The relation between hyperglycemia and outcome could be one of the explanations for the lack of benefit of trials using insulin in combination with glucose-potassium, i.e. GIK [29, 34‐37]. Patients randomized to GIK suffered more often from hyperglycemia after 24 hours. Future trials have to determine whether or not to aim for strict glucose regulation during acute MI, since in critically ill patients it has been studied and proven to be effective in critically ill patients [38, 39]. The level of glucose levels obtained (4.4–6.1 mmol/L) were much lower than in both DIGAMI, HI-5 and GIK trials.
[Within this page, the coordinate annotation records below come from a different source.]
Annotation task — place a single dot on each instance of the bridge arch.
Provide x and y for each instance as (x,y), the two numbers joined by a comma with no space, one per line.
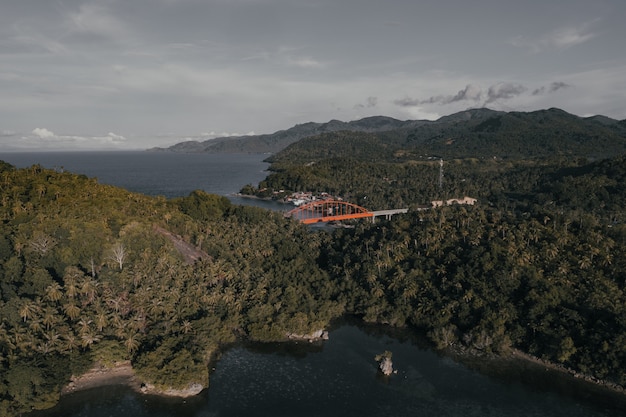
(328,210)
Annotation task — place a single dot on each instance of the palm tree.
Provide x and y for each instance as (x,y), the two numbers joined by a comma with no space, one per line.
(53,292)
(28,310)
(71,310)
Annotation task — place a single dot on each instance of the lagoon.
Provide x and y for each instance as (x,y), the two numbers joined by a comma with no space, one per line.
(336,377)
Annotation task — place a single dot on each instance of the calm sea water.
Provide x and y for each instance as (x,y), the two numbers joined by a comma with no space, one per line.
(159,173)
(336,378)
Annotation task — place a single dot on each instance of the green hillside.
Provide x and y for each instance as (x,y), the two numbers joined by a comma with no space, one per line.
(91,273)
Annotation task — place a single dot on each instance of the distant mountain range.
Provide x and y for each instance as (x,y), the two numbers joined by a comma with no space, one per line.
(492,131)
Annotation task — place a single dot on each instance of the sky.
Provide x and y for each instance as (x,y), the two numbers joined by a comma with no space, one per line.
(133,74)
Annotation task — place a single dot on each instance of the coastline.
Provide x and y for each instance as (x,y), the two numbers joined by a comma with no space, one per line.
(121,373)
(516,363)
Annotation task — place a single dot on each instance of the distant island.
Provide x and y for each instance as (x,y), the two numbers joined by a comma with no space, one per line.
(94,276)
(494,122)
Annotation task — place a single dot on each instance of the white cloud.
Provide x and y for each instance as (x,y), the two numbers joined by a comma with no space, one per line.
(95,19)
(561,38)
(43,133)
(304,62)
(212,134)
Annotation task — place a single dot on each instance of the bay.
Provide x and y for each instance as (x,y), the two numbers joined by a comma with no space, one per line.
(334,378)
(160,173)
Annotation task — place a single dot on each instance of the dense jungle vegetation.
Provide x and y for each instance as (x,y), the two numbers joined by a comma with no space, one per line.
(91,272)
(537,264)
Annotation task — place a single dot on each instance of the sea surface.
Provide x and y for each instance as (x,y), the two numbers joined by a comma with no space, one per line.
(335,378)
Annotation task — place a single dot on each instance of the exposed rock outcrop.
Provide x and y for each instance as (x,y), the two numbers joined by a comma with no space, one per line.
(311,337)
(385,365)
(191,390)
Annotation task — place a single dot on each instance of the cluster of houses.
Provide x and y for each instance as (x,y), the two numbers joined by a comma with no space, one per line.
(300,198)
(465,200)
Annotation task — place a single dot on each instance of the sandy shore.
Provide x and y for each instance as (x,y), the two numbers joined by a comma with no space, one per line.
(120,374)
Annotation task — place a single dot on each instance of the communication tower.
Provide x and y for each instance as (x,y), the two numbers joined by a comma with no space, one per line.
(441,173)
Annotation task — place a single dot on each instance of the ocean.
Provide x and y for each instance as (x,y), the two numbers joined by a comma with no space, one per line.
(334,378)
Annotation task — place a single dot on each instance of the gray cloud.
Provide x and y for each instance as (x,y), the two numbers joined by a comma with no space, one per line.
(370,103)
(504,91)
(472,93)
(553,87)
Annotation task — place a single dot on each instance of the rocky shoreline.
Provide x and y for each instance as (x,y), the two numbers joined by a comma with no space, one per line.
(122,373)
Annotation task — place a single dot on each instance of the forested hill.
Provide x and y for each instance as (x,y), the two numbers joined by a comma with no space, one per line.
(274,142)
(476,132)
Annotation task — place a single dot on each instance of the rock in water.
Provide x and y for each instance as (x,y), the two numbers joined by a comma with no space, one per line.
(386,366)
(384,362)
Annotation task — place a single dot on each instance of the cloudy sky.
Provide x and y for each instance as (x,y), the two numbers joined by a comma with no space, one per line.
(131,74)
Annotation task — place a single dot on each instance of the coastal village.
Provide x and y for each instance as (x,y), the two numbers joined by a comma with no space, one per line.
(301,198)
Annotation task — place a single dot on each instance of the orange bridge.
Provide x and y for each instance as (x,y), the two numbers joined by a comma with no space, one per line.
(332,210)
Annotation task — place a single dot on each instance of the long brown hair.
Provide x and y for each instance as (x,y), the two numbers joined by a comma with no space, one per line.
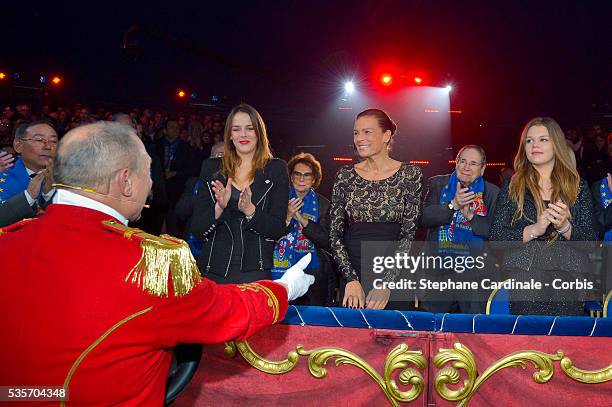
(564,177)
(263,154)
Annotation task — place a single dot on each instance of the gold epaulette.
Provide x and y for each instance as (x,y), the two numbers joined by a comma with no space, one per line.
(161,256)
(15,226)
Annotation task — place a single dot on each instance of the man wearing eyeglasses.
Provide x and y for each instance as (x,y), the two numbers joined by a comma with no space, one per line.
(27,186)
(457,213)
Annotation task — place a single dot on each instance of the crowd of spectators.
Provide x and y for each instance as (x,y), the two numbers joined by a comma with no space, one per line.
(179,144)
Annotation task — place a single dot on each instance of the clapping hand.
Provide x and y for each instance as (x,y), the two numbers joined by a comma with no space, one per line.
(222,193)
(558,214)
(294,206)
(463,197)
(245,204)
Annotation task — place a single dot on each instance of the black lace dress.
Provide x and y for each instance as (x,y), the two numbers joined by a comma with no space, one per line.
(364,210)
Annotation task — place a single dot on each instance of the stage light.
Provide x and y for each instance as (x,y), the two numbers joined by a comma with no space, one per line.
(349,87)
(386,79)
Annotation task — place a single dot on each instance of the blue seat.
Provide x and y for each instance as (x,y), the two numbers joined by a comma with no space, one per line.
(499,302)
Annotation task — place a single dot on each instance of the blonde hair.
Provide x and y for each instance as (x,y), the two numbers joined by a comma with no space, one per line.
(263,154)
(564,177)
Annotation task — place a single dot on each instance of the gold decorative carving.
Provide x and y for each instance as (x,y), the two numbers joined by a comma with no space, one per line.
(464,359)
(258,362)
(399,358)
(585,376)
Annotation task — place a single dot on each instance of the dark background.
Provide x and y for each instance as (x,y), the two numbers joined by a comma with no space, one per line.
(507,61)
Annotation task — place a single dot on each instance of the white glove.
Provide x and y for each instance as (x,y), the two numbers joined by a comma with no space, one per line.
(296,280)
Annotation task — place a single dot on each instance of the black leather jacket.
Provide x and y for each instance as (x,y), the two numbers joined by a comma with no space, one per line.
(270,194)
(540,253)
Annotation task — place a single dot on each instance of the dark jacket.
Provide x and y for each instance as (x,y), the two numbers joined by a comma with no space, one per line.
(270,194)
(540,254)
(436,214)
(15,209)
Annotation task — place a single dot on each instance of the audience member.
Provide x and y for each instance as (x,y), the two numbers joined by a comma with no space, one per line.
(79,274)
(307,229)
(457,213)
(241,208)
(546,201)
(30,177)
(377,199)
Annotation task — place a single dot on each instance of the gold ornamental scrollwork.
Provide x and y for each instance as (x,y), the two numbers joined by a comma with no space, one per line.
(399,358)
(460,357)
(585,376)
(258,362)
(463,358)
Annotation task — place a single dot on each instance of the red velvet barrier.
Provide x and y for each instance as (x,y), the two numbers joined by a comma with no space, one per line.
(228,382)
(515,386)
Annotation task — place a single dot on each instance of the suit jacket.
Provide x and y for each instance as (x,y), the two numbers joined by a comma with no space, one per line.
(436,214)
(109,339)
(15,209)
(603,216)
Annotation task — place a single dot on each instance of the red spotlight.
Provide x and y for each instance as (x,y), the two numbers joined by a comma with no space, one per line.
(386,79)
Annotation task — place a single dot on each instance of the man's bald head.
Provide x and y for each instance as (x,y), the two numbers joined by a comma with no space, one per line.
(88,156)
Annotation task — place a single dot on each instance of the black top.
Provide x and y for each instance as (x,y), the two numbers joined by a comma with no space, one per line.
(436,214)
(396,199)
(255,238)
(235,223)
(544,261)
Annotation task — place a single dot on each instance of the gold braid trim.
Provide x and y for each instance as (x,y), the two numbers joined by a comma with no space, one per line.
(162,257)
(272,300)
(91,347)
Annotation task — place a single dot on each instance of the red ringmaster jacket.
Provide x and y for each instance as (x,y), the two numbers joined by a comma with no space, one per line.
(83,304)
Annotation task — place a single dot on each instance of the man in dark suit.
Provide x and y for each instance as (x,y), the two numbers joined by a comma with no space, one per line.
(459,207)
(27,185)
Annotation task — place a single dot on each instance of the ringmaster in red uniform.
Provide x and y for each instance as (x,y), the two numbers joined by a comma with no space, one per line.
(92,305)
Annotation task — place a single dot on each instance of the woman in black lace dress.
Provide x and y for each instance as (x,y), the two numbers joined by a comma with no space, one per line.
(544,205)
(377,199)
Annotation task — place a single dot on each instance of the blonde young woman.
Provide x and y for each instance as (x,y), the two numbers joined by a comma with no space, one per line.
(544,204)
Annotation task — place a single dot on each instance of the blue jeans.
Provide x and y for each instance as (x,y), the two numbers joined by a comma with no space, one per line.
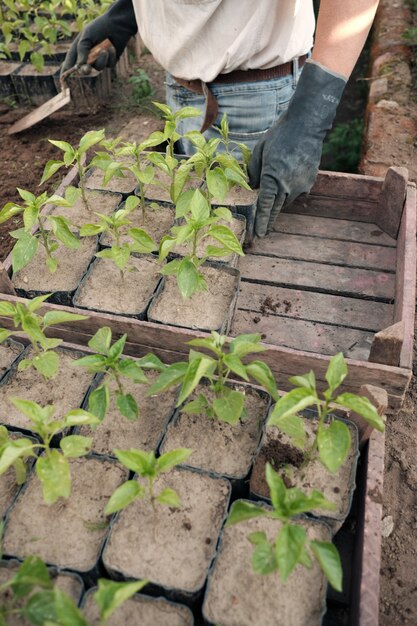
(251,108)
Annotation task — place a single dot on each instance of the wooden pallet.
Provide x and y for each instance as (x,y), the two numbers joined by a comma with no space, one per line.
(337,274)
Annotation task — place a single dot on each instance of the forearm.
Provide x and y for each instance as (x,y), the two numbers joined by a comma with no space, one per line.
(342,29)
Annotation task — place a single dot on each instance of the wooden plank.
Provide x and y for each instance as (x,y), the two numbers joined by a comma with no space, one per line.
(359,210)
(337,252)
(391,202)
(405,291)
(344,230)
(320,277)
(303,335)
(317,307)
(284,362)
(387,345)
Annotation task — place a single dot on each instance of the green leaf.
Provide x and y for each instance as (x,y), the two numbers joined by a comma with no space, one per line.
(333,442)
(197,369)
(170,459)
(123,496)
(261,372)
(74,446)
(336,371)
(169,497)
(127,406)
(23,251)
(229,407)
(291,403)
(98,401)
(111,595)
(171,376)
(59,317)
(289,547)
(242,511)
(187,278)
(363,407)
(47,363)
(54,473)
(329,560)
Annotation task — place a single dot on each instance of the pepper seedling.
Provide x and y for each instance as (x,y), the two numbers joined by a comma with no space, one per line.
(52,467)
(113,225)
(75,155)
(199,224)
(29,325)
(109,360)
(147,466)
(31,594)
(291,545)
(228,404)
(332,440)
(44,229)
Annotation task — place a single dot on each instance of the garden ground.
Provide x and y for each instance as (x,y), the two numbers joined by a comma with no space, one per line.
(23,160)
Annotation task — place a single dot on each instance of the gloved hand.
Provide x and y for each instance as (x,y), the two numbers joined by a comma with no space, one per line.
(285,162)
(118,24)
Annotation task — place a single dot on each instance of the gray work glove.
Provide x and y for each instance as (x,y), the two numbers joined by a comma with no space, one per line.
(118,24)
(285,162)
Although in this analysis persistent hyperglycemia depicted 30-day MACE over admission glucose the area under the ROC curves for both measures were small. Other factors than glucose deregulation must account for unfavourable outcome after MI. On the other hand admission glucose is seen as one among other measures that help to predict outcome and possibly persistent hyperglycemia could serve as a better prognostic value. The number of patients in our analysis is not large, although the level of significance for observed relations was strong. The number of patients with diabetes was too small to draw conclusions on the relation of persistent hyperglycemia and outcome in the subgroup of patients with diabetes mellitus. It would have been useful if we had been informed about the degree of chronic hyperglycemia before the myocardial infarction, as reflected by glycated hemoglobin (HbA_1c). Unfortunately, we did not systematically record HbA_1c. Diabetes was diagnosed after admission in two patients, although the true number of diabetics might still have been higher. Finally, in a recent study, fasting glucose was superior to admission glucose with regard to 30-day mortality [12]. We did collect glucose measures according to a time-scheme but had no information whether the measures collected during the morning were in the fasting state. Therefore, we could not perform an analysis on the relation of fasting glucose.